Like Tse and Kalanick, we’re looking forward to the innovations that will come (are coming) out of China. We’re excited about the opportunities opening up as their society slowly changes from “a planned economy to a market economy.”

If not careful, American companies will keep doing what they’ve always done thinking all is well right before waking up with tire tracks on top of them.

But we still believe in American innovation. Question is: How can innovation be revived.?


First of all, we must understand the difference between creativity and innovation.

Creativity is only a part of innovation. It’s dangerous to assume we’re being innovative, when in fact, we’re just thinking creatively.

Essentially, creativity is a form of learning that has no expected result. While fun and “cool,” it doesn’t set out to solve real problems.


In contrast, innovation ties its creative process to the needs of the customer.

Innovative companies are in touch with their customers needs and wants, and they use all of their creativity to bring the customer a solution that fits the need.


Second, we must venture into the unknown.

Lots of companies are exceptionally creative when it comes to making their current processes or products more efficient.

Problem is, if we insist on taking the more familiar, presumably safer routes of what we’ve done before, we’ll end up like Eastman Kodak, a monolith of innovation past.

David DiSalvo observed that by the time Kodak woke up, they were “too late to own any facet of the market. Whether fighting for territory in the printer or digital camera markets, it was always perilously behind well established players.
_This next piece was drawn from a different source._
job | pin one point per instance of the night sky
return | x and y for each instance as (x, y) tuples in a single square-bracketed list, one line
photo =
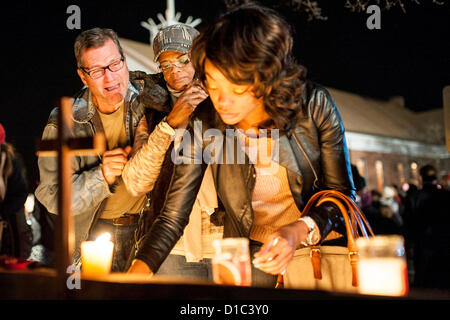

Companies that stop innovating solutions in favor of making past innovations “better” are facing sudden death.

And they don’t even know it.


Third, we must create innovative cultures within our organizations—starting with the C-Suite.

It’s important that the entire organization values and embraces innovative approaches to problems. From the CEO to the janitor, anyone can make a tremendous difference with the right idea at the right time.


1. Executive leadership must take the lead.

The CEO must be innovative themselves before inspiring others within the company to do so. They must be anchored in the needs the customer while constantly trying new ways to bring about the solution.


2. Leadership must reward innovative thinking, big and small.

It doesn’t matter how big or how small the idea, if employees are not rewarded for their contributions, the innovation will stop.

We have to get past the idea that innovation only happens in big projects or large programs. We need daily, continual innovation.

If you can’t innovate in little things, you can’t innovate in big things.


3. Leadership must invest in training their team to be innovative.

Idea creation and problem solving are skills that can be honed over time. There are principles and a whole emerging science around innovation that can and should be taught to every staff member.


Last of all, from time to time, companies need to partner with firms that specialize in innovation.

If innovation is lacking or falling behind in your company, bringing an objective third party on board can help you get your edge back.

Innovative thinking, and the kind of culture that innovation thrives in, is caught rather than taught.

With the right partner, you can absorb the principles behind innovation and spark a change in your organization.

If more American businesses were taking this approach, and waking up to the rapidly changing needs of the market, we’d all sleep a little bit better.